Question

The density of the gas is equal to:
A) ${\text{nP}}$
B) $\dfrac{{{\text{MP}}}}{{{\text{RT}}}}$
C) $\dfrac{P}{{{\text{RT}}}}$
D) $\dfrac{{\text{M}}}{{\text{V}}}$

Answer 1

Hint: In this question formulas related to the density are given. Density can be defined as mass per unit volume of a substance under explicit states of temperature and weight. So, one can relate this information to find out the mathematical formula for the density in given options.

Complete step by step answer:
1) First of all we will know the concept of density from which we can find out the expression for the same. The density is characterized as mass per unit volume of a substance under explicit states of temperature and weight.
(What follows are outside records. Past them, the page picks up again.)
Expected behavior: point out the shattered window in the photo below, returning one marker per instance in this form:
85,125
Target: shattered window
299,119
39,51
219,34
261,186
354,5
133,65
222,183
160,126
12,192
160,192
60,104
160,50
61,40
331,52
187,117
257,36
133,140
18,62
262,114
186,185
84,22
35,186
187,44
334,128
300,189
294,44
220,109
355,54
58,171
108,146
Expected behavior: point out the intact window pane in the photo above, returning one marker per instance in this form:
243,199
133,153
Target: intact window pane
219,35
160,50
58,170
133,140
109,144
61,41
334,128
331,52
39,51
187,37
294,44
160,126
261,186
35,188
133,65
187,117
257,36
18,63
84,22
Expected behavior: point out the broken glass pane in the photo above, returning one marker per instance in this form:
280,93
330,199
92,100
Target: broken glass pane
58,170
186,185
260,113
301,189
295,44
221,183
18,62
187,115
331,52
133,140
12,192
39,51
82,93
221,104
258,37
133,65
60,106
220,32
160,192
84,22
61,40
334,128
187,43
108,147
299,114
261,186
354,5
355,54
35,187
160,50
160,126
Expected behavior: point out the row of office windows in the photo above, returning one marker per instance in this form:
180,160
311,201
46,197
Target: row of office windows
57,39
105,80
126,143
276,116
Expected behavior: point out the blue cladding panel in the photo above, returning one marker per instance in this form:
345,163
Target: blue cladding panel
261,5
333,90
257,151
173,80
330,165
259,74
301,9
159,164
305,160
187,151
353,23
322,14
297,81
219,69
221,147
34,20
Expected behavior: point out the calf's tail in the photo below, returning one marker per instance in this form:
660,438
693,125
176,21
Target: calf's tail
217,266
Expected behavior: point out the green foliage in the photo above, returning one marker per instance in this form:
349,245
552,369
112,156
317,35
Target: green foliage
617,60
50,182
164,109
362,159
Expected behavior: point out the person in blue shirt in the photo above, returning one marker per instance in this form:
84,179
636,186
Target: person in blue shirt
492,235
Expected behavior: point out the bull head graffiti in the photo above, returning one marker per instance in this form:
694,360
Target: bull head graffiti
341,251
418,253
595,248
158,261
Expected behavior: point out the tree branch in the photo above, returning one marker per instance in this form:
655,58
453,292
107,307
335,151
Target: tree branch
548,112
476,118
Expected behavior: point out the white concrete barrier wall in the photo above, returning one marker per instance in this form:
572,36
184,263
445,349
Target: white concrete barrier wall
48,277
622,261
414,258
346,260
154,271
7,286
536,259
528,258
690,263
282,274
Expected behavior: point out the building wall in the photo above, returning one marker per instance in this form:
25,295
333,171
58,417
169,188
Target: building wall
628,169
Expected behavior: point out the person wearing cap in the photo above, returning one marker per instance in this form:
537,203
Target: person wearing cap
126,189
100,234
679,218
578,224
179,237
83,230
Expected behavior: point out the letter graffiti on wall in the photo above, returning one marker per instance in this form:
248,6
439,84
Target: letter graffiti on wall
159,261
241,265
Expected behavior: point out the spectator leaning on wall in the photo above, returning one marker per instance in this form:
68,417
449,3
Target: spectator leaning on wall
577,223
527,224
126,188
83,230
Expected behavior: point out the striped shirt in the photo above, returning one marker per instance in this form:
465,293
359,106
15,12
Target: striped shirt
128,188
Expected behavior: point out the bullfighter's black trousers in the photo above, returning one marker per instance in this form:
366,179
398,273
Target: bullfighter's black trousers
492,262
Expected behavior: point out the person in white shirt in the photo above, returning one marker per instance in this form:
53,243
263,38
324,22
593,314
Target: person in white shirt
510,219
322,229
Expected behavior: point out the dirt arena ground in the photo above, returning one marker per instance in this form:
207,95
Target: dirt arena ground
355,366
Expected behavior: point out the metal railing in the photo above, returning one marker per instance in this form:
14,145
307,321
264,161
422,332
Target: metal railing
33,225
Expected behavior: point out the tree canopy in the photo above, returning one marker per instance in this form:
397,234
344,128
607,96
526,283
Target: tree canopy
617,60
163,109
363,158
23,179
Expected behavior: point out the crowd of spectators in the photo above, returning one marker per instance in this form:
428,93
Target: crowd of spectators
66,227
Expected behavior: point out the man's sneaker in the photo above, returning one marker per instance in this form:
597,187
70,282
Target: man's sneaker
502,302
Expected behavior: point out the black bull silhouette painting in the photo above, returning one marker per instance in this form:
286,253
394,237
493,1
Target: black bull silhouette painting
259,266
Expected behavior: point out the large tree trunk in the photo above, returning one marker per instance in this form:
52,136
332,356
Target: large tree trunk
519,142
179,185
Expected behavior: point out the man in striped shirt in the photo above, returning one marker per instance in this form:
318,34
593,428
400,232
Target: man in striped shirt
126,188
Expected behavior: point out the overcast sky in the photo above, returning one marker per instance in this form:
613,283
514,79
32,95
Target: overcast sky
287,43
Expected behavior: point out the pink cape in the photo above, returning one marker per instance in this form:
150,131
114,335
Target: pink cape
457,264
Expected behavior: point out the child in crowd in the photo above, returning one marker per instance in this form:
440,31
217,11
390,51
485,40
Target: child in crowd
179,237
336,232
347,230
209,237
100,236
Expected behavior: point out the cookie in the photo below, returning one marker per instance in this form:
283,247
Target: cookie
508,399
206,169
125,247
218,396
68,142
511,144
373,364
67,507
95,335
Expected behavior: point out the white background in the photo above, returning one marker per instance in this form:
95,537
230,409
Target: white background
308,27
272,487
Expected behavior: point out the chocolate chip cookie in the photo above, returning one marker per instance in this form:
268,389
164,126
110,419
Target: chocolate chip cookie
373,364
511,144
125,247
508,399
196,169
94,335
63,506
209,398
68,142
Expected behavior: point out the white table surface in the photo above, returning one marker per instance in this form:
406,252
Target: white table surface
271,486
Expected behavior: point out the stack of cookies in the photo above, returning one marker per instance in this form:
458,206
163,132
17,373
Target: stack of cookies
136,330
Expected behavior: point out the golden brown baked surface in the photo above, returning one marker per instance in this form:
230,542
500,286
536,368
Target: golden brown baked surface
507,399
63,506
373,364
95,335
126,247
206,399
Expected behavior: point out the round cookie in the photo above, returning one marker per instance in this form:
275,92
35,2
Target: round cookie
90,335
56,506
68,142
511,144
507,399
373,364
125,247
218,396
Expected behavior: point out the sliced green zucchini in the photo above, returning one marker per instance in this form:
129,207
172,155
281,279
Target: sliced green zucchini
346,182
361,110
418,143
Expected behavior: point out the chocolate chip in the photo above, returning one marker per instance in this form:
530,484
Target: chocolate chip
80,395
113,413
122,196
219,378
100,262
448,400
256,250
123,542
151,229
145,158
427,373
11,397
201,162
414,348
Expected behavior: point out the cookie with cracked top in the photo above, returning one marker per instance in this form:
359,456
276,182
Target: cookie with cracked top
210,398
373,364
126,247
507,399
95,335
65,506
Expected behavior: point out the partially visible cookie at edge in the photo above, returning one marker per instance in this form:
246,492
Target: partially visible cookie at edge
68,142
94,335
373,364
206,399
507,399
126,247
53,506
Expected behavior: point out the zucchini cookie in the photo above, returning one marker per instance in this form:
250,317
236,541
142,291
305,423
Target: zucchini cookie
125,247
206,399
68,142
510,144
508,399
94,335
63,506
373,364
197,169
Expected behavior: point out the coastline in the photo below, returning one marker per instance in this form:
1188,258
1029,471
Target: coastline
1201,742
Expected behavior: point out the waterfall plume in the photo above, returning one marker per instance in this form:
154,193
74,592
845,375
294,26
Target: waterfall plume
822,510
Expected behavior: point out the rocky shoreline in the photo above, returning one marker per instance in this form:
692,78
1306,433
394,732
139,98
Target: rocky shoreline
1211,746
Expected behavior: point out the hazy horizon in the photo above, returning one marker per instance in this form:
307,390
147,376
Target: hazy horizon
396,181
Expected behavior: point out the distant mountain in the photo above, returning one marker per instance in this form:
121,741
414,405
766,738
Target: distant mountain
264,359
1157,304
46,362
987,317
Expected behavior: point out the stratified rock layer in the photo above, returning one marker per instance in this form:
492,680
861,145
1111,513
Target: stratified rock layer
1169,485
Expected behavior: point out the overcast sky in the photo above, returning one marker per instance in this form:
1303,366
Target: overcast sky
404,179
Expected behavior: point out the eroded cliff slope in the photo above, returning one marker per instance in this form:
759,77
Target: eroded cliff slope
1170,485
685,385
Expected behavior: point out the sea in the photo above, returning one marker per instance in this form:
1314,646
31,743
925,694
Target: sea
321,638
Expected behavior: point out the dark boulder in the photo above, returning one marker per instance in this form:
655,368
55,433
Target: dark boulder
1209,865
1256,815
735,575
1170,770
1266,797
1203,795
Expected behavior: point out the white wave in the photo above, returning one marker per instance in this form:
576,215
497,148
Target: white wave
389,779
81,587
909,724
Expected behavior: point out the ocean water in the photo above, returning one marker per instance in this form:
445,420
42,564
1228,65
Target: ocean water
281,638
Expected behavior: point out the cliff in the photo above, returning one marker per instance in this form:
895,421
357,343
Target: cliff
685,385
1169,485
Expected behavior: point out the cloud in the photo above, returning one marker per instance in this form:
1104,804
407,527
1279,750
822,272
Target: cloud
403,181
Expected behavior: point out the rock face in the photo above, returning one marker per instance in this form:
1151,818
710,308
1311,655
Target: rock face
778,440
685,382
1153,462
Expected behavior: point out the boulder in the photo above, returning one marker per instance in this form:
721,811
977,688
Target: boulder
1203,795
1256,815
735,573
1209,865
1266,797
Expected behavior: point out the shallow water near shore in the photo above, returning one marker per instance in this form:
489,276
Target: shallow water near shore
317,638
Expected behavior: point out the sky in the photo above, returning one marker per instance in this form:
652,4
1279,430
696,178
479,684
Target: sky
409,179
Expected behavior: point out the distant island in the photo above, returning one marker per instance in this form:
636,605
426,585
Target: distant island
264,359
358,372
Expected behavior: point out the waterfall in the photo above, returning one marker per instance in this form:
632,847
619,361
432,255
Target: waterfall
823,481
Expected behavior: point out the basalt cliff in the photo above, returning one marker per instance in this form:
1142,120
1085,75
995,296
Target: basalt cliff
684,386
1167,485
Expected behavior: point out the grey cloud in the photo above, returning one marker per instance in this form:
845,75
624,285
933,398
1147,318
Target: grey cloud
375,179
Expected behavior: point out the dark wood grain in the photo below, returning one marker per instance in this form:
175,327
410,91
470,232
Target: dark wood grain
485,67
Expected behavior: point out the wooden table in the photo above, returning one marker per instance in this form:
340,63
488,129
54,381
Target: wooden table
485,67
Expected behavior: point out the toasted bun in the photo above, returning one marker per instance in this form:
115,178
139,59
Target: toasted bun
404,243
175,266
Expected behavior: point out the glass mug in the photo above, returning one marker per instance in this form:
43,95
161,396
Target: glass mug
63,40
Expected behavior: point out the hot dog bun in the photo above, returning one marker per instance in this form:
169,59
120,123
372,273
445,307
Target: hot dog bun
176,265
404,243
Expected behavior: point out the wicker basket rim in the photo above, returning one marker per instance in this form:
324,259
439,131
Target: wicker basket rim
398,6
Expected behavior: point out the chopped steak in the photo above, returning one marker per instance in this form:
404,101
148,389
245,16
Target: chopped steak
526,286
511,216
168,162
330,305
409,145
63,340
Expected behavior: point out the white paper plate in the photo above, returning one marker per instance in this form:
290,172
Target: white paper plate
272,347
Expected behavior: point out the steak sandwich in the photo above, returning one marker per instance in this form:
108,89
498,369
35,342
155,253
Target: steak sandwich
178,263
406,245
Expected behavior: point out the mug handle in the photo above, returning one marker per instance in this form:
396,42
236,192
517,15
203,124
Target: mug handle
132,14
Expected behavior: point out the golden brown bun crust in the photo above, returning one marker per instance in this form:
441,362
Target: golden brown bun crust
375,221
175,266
The density of the gas is equivalent to its mass partitioned by the volume.
2) As we need to get the mathematical formula for density, by using the gas equation we can find out the mathematical expression for density as follows,
\[PV = nRT\]
Where $n = $ the number of moles. As we know $n = \dfrac{{{\text{Total mass}}}}{{{\text{Molecular mass}}}}$ we can put this value in the gas equation and we get,
$PV = \dfrac{{Mass \times RT}}{M}$
3) Now that we know the density $\left( \rho \right) = \dfrac{{Mass}}{{Volume}}$ , by putting this value in the above equation we get,
$P = \dfrac{{\rho \times RT}}{M}$
4) As we got the density in the formula let's put aside the values and get the mathematical expression for density as follows,
$\rho = \dfrac{{M \times P}}{{RT}}$
5) Hence, we got the formula for density as $\rho = \dfrac{{M \times P}}{{RT}}$

So, the correct answer is Option B .

Note:
To solve this question one can relate the mathematical formulas given in options with respect to what has been asked. This will help for quickly solving the question. The density of the gas is equivalent to its mass partitioned by the volume. You can compute the molar mass of the substance once the density of the gas is known. The Density shifts with a change in temperature and weight.